The second step is learning how to identify and then regulate those deep emotions you experience. Not all emotions need to be expressed as deeply as they are felt; emotional regulation is an important skill for a super-feeler to learn and practice so that logic doesn’t get lost in emotion. There is a balance. I am very aware that I feel things before I think about them. Once I feel something, I have to take a step back from my emotions and access the logical part of my brain, in order to balance emotion and reason. This is a technique in Dialectical Behavioral Therapy (DBT) known as accessing your “wise mind”. When compassion and competence is balanced, we are in our wise minds, and the decisions we make will be more centered and grounded.
I often joke to those who know me best when I’m feeling deeply about something that is painful and I don’t necessarily want to feel it, that I can’t find my “I don’t care button”. I can’t find it because I don’t have one. Although at times, it feels like my emotions can turn on with the flip of a switch, I don’t have an “I don’t care” switch. If you are a super-feeler, you know exactly what I’m talking about. To ask us not to care is like asking us not to breathe. I used to think caring so much was a curse; now I see it as a blessing. Caring at a deep level serves me well as a therapist because I am able to connect with my clients. It can as times, be emotionally exhausting as well so I have to exercise good boundaries and self-care in order not to take on the emotions of others around me. This has taken me years of practice, and the result has been a developing emotional resilience. Resilience comes in handy when experiencing difficult situations and emotions.
While being a super-feeler can get emotionally taxing at times, now that I’ve learned to accept myself and practice boundaries when I need to, I would never want to be any other way. Because here’s the real silver lining; as deeply as I feel pain and sorrow, I also feel deep joy and love. I am an eternal optimist; a hopeless romantic; a relentless advocate for the underdog; and a happy adventurer. I find joy in the smallest things, and I am genuinely happy with who I am. So go ahead and put “she cared too much” on my tombstone; I’m okay with that. The world needs super-feelers. They remind us what it means to be human – the good, the bad, and the glorious mess of being connected to one another in relationship. Relationships are the only real lasting investment this side of heaven. You can’t take anything else with you when you go; only the love in your spirit that grew out of relationships.

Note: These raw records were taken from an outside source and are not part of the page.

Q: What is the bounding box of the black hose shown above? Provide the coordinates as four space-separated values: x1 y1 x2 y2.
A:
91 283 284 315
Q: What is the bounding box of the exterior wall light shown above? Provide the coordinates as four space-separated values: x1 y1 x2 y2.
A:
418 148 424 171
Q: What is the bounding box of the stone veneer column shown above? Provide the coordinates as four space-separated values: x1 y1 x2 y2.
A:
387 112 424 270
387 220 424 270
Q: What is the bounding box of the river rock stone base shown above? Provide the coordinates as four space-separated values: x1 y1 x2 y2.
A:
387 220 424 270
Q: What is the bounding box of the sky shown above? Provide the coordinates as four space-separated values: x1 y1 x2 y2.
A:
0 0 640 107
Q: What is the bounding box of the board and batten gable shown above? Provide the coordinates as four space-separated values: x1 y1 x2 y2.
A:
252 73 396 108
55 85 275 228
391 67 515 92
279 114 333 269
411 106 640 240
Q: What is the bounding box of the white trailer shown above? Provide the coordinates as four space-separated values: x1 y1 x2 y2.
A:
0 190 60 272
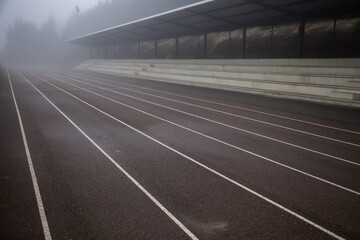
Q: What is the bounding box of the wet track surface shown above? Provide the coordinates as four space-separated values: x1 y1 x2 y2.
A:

If you are the parent, partner, or friend of a super-feeler, might I suggest you reach out to that person today, like my friend did with me when the pandemic was first unleashed, and just say, “how are you feeling?” While you may not mind it, I guarantee we aren’t enjoying the social distancing. Your small act of inquiring how the super-feeler in your life is doing, is a big show of compassion. And if you are a super-feeler like me, I hope you’ll join me in the journey to understand and appreciate yourself more. Hold your heart high! Don’t hold back those tears! Laugh loudly! Love deeply and unapologetically! Our disconnected world needs you now more than ever because the things that will change the world in an even more powerful way than the pandemic has, will be those things produced from the connection of love and kindness. The greatest of these is love. Let’s all work on feeling that.